Behavioral Monitoring for AI Agents: The Compliance Layer

An AI agent that only gets checked at the moment it is deployed is like a new employee who goes through a background check on day one but never again. You verified who they were when they started. You have no ongoing picture of whether they are doing what they said they would do, or whether something has gone wrong since.

This is the gap that behavioural monitoring fills for AI agents. It is not about distrust. It is about maintaining the continuous visibility that any well-run operation needs when autonomous systems are acting on your behalf.

What Behavioural Monitoring Actually Means

Behavioural monitoring for AI agents means capturing a structured record of what each agent does in production — every API call, every database query, every transaction submission, every authentication event — and using that stream of events to compute an ongoing picture of whether the agent is operating within expected parameters.

This is different from logging. Logging is retrospective: you look at logs after something goes wrong to understand what happened. Behavioural monitoring is continuous: you are computing risk indicators in real time, updating a risk score with every event, and triggering alerts or automated responses when the score crosses defined thresholds.

The distinction matters enormously for compliance.
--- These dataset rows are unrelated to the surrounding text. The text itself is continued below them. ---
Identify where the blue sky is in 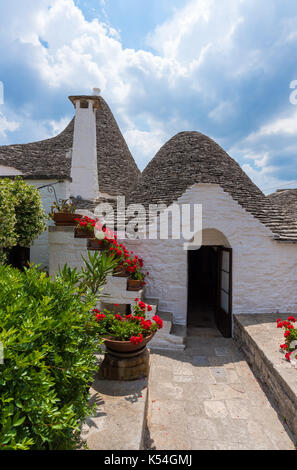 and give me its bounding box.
[0,0,297,193]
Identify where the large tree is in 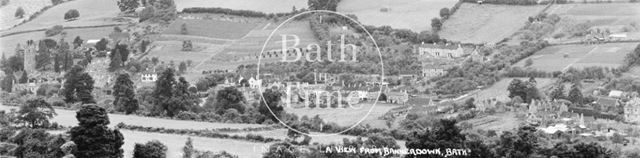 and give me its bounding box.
[18,98,56,128]
[9,128,65,158]
[113,73,138,114]
[69,104,124,158]
[567,84,584,105]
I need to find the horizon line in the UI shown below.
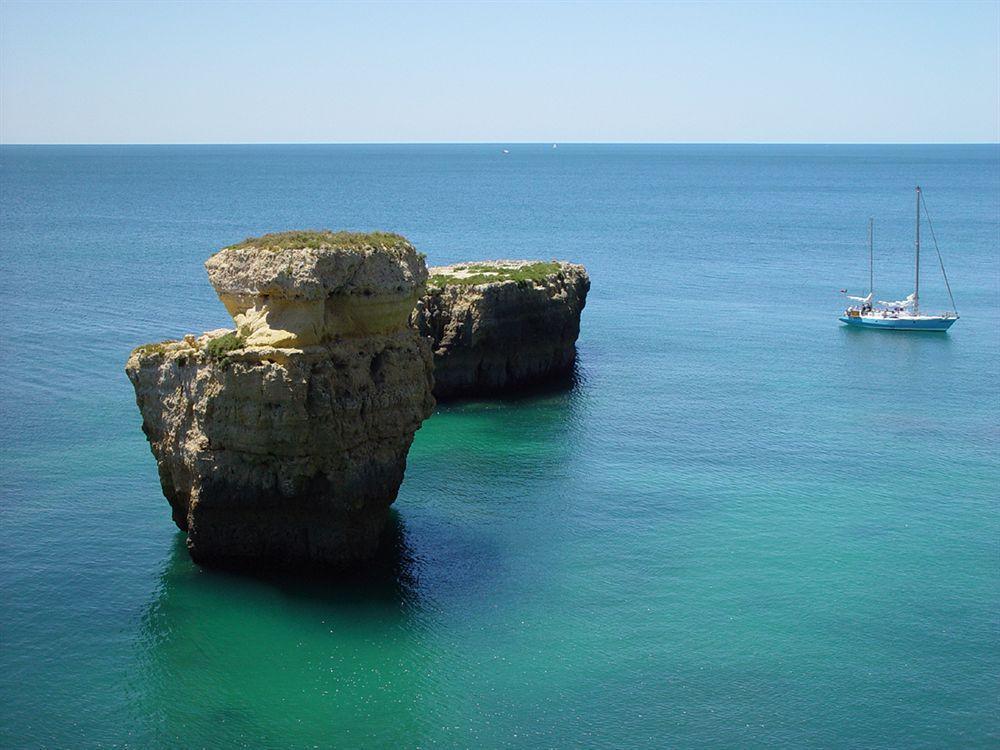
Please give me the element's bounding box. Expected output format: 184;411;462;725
0;140;1000;148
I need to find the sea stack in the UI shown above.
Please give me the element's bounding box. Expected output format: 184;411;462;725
412;260;590;400
125;232;434;566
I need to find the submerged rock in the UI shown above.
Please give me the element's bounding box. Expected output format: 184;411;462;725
126;233;434;565
411;260;590;399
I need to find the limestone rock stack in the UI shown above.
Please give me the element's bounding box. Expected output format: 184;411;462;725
126;232;434;565
411;260;590;399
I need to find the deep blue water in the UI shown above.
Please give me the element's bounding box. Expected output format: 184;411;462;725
0;145;1000;748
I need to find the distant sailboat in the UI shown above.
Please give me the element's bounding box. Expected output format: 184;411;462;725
840;186;958;331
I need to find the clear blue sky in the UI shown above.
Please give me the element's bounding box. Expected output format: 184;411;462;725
0;0;1000;143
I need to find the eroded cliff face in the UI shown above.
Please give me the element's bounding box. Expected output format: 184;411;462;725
411;261;590;399
126;234;434;565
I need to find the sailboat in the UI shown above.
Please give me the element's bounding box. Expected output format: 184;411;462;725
840;185;958;331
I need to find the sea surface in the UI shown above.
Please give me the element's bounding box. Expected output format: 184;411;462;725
0;144;1000;748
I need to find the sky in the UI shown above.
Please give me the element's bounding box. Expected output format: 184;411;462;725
0;0;1000;144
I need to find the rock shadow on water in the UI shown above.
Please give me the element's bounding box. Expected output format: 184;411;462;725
150;510;419;613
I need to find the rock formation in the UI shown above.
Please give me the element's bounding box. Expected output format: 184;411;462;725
126;232;434;565
411;261;590;399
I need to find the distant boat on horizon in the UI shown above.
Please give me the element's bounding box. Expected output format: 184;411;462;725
840;185;958;331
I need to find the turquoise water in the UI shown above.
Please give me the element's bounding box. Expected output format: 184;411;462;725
0;146;1000;748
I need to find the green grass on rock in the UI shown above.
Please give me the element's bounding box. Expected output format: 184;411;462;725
427;262;561;286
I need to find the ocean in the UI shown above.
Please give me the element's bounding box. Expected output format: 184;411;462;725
0;144;1000;749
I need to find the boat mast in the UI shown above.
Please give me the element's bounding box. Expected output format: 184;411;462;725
868;218;875;295
913;185;920;315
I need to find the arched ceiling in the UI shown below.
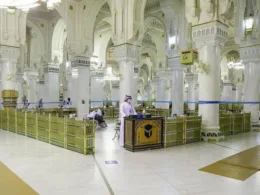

Under the EU AI Act, operators of high-risk AI systems are required to implement "logging capabilities" that allow for "post-hoc monitoring." But Article 12 goes further: it requires that logs allow operators to detect "situations in which the AI system may not function as intended." You cannot detect a malfunction in real time from logs you review weekly. You need a continuous monitoring layer.

For a detailed look at how Kakunin's event ingestion works technically, the event ingestion documentation covers the API design, event types, and risk scoring model.

The Eight Core Event Types

In a well-instrumented AI agent deployment, there are eight categories of events that matter most for behavioural risk assessment.

Transaction events capture any action the agent takes that moves value or resources — a trade submission, a payment initiation, a resource allocation. These are your highest-stakes events. Anomalies here — volume spikes, unusual counterparties, off-hours timing — are the earliest signals of a malfunctioning or compromised agent.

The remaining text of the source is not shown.